El empate frente a Irán vino a sembrar las dudas en el equipo español, que en el primer minuto de partido vio cómo su rival estrellaba un balón en el palo. Pero bastó una perfecta triangulación culminada por Kike para que la selección se colocara por delante en el marcador, y comenzara así a serenar algo más su juego, aunque faltó bastante claridad a la hora de superar la defensa panameña, desarbolada ya cuanto los españoles iniciaban el movimiento ofensivo.

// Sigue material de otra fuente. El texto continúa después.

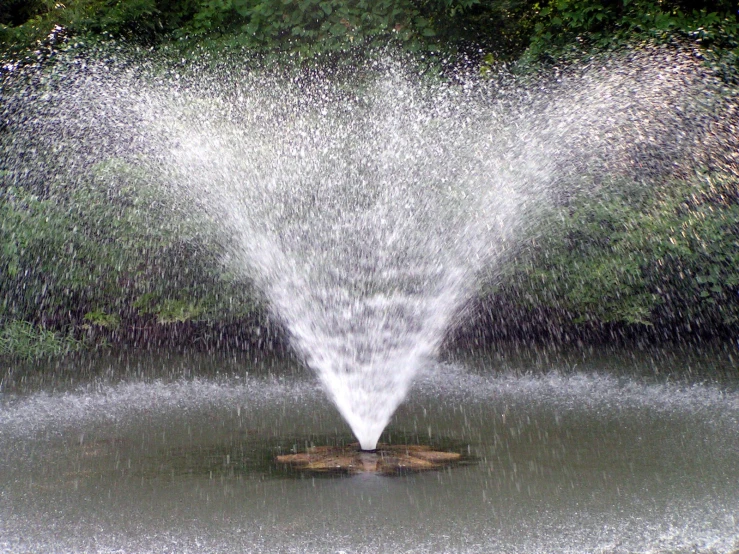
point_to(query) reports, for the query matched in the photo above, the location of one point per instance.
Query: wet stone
(387, 459)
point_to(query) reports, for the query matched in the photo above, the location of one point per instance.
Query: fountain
(366, 205)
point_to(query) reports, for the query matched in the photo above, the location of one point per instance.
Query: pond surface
(607, 451)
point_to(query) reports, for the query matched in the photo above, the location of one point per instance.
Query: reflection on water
(617, 451)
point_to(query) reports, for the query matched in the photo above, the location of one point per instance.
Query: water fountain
(366, 206)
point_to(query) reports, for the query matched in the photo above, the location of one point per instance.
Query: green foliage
(564, 26)
(638, 253)
(109, 250)
(23, 340)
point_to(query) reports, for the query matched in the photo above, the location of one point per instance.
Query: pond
(599, 451)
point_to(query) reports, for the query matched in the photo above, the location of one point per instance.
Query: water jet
(367, 213)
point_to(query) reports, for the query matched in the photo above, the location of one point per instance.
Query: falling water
(365, 206)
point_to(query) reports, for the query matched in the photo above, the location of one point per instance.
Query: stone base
(387, 459)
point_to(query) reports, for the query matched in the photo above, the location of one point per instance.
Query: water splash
(365, 206)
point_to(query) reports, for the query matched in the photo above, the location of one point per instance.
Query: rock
(387, 459)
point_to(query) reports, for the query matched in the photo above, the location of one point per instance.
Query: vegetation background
(654, 257)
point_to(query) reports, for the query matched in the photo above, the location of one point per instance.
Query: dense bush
(663, 255)
(108, 252)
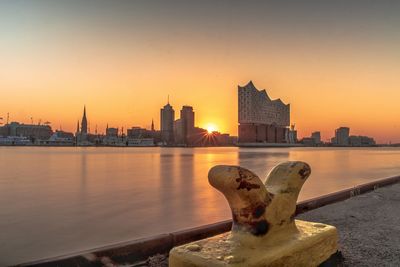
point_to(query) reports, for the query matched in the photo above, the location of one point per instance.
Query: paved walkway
(368, 225)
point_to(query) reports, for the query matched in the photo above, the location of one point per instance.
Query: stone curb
(141, 249)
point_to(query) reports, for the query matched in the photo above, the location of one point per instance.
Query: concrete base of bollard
(309, 245)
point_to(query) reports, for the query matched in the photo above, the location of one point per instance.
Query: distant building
(342, 136)
(60, 138)
(361, 141)
(316, 136)
(84, 122)
(261, 120)
(111, 132)
(167, 118)
(180, 132)
(82, 134)
(187, 116)
(308, 141)
(184, 127)
(292, 135)
(34, 132)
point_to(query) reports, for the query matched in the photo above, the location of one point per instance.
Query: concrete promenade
(367, 218)
(368, 225)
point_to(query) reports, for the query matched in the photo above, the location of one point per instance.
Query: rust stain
(305, 172)
(243, 183)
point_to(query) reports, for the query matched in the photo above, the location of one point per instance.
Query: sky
(336, 62)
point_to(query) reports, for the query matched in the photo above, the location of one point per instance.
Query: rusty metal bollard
(264, 231)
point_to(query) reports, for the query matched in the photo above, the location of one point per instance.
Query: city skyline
(335, 63)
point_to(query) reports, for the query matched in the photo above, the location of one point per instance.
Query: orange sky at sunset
(333, 73)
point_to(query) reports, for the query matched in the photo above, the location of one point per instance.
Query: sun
(211, 128)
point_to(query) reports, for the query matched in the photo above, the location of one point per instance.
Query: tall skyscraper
(167, 117)
(187, 117)
(342, 136)
(84, 122)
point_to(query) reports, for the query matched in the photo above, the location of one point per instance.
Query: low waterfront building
(60, 138)
(167, 118)
(316, 136)
(361, 141)
(261, 120)
(34, 132)
(342, 136)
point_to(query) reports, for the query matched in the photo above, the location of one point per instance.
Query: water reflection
(56, 201)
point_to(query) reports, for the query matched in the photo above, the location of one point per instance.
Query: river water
(55, 201)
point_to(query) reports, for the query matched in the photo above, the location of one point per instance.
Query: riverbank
(367, 225)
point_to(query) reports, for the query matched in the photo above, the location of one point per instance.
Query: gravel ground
(368, 225)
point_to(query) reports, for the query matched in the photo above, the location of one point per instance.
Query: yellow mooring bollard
(264, 231)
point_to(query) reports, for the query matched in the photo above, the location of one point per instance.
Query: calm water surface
(55, 201)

Lin, que cuajó una buena actuación, se encargó de marcar el segundo tanto español, y poco más tarde fue Borja el encargado de hacer ver a los panameños que la campeona de Europa estaba para pocas bromas, por más que no brillara en su juego ofensivo, y defensivamente se viera superado en algunas ocasiones, como en la acción del 4-1, en la que Kike y Cristian no terminaron de entenderse, y De León se aprovechó de ello para marcar.
En la segunda parte, con la victoria decidida a favor de España, Panamá apostó por endurecer su juego, lo que frenó aún más el ya de por sí poco fluido juego de la selección, que sin embargo continuó llegando sobre la meta de Londono, llevando el marcador hasta el 8-3 final, terminando el partido sin lesionados, aunque con dos ausencias de cara al encuentro del próximo jueves frente a Marruecos, las de Kike y Ortiz, que vieron la segunda tarjeta amarilla y no podrán jugar. Posiblemente sí lo hará Fernandao, recuperado ya de su rotura fibrilar.